Wei Chuan Foods Corp (味全食品) yesterday said it is to invest nearly 600 million yuan (US$88.5 million) building a new plant in China’s Suzhou, as part of efforts to accelerate the firm’s turnaround.
The facility — which is to distribute refrigerated products to customers in the greater Shanghai area — is expected to begin production in the fourth quarter of next year, a company official said by telephone yesterday.
The official, who requested anonymity, said revenue generated by the firm’s plant in China’s Hangzhou has surpassed sales at its Taiwanese plants since last year.
Last year, sales at the Chinese operations made up 53 percent of the company’s total sales of NT$17.1 billion (US$562 million), while sales in Taiwan contributed 45 percent, company data showed.
Overall sales in China reached nearly NT$9 billion last year, a 15.6 percent increase from the previous year, Wei Chuan said.
That figure is forecast to reach NT$10 billion this year in light of growing demand for refrigerated dairy products.

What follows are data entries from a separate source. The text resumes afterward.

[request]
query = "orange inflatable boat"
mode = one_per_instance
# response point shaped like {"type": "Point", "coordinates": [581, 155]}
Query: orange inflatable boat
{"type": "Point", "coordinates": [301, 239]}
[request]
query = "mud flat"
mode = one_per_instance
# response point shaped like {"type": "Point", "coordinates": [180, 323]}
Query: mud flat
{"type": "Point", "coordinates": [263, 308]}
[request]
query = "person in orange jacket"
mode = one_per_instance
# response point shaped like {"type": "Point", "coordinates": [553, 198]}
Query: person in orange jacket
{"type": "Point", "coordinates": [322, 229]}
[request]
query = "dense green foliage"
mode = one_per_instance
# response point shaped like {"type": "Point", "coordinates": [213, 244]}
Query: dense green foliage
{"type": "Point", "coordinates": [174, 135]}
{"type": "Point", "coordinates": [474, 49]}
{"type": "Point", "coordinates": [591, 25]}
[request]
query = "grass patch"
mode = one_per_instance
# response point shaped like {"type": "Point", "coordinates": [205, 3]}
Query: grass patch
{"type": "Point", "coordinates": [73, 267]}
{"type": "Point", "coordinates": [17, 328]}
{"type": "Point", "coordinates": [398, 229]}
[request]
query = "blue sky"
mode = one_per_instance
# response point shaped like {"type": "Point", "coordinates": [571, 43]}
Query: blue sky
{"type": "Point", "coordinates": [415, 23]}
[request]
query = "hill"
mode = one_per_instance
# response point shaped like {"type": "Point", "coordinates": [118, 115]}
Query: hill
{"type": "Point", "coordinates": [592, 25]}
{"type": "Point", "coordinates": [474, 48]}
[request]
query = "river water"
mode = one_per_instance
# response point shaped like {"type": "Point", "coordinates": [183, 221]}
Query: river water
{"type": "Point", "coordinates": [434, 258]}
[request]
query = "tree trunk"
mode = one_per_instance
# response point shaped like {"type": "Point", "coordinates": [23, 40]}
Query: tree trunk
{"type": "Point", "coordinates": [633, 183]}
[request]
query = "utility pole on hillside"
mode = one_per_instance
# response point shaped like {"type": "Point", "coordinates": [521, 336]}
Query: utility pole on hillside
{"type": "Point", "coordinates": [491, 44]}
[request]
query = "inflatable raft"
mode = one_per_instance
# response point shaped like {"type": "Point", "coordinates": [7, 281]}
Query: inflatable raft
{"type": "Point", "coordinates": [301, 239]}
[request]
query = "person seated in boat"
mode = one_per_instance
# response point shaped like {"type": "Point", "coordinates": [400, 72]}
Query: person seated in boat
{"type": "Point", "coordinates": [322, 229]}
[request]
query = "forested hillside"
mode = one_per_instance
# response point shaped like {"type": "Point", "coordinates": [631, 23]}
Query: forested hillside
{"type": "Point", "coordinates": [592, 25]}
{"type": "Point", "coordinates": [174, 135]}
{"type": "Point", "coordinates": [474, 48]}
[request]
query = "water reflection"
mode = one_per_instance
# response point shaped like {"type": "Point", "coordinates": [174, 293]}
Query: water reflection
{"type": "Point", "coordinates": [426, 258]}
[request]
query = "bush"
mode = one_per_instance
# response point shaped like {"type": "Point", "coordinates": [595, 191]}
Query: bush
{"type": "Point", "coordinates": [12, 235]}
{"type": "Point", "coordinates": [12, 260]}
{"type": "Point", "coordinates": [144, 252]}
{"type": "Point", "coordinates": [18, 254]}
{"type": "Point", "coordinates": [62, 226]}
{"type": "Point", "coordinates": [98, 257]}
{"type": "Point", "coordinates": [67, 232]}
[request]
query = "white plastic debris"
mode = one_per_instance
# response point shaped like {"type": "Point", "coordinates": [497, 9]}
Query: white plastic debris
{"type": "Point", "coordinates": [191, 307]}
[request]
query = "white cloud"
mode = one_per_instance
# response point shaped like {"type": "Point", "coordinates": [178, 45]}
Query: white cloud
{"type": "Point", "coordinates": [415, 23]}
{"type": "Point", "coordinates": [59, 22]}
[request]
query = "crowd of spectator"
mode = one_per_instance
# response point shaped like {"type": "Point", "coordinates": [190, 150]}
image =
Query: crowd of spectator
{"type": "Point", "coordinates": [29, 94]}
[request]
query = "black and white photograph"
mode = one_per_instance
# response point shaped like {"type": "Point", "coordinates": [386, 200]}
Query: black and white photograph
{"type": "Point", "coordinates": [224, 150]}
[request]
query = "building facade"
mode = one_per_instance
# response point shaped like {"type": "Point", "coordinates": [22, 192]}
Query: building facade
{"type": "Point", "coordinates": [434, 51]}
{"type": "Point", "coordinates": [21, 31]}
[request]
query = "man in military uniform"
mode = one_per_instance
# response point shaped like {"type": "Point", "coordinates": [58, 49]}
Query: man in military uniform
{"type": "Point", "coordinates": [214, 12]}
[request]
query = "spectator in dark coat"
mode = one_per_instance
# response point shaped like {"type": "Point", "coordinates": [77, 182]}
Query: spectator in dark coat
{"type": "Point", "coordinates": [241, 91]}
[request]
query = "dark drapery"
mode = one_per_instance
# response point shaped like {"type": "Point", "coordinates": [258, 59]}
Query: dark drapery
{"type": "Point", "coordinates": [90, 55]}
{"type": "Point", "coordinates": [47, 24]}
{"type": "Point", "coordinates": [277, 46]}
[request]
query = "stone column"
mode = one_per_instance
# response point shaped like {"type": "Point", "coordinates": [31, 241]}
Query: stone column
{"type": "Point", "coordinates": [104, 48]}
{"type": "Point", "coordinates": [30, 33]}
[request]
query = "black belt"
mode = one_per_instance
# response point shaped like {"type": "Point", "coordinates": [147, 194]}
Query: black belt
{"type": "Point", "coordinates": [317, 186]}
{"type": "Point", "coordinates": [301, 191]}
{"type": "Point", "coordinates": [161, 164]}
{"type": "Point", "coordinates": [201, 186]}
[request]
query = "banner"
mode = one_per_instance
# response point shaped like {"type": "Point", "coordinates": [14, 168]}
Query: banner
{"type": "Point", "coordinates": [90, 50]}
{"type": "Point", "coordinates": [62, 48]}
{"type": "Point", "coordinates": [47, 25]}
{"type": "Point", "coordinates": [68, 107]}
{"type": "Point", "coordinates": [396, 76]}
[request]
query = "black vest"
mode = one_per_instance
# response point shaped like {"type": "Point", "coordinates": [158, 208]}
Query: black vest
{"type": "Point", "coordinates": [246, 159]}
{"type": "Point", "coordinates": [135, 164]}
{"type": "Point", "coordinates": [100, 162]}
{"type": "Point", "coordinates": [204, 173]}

The 64-year-old company’s business strategy to raise revenue contribution from the Chinese market came as it has been the target of a nationwide boycott of its products in Taiwan for the past three years.
Wei Chuan, a major unit of Ting Hsin International Group (頂新集團), has suffered from a widespread boycott after its parent company was embroiled in a food safety scandal in 2014 involving the sale of tainted cooking oil at its subsidiaries.
“We will not withdraw from the domestic market,” Wei Chuan chief executive officer Michael Su (蘇守斌) said at the firm’s annual shareholders’ meeting in Taipei on Tuesday.
Over the past three years, the company has continued to invest in improving its food safety standards to win back the public’s trust, Wei Chuan said.
The firm reported a net profit of NT$46.72 million in the first quarter, or earnings per share of NT$0.09, ending 10 consecutive quarters of net losses, while first-quarter sales increased 2.2 percent year-on-year to NT$3.6 billion on improving demand.
However, the company still posted an operating loss of NT$126 million in the first quarter, improving from a loss of NT$533 million in the same period last year.
Shareholders on Tuesday approved a proposal not to distribute a cash dividend this year after the firm posted a net loss of NT$776 million for the whole of last year.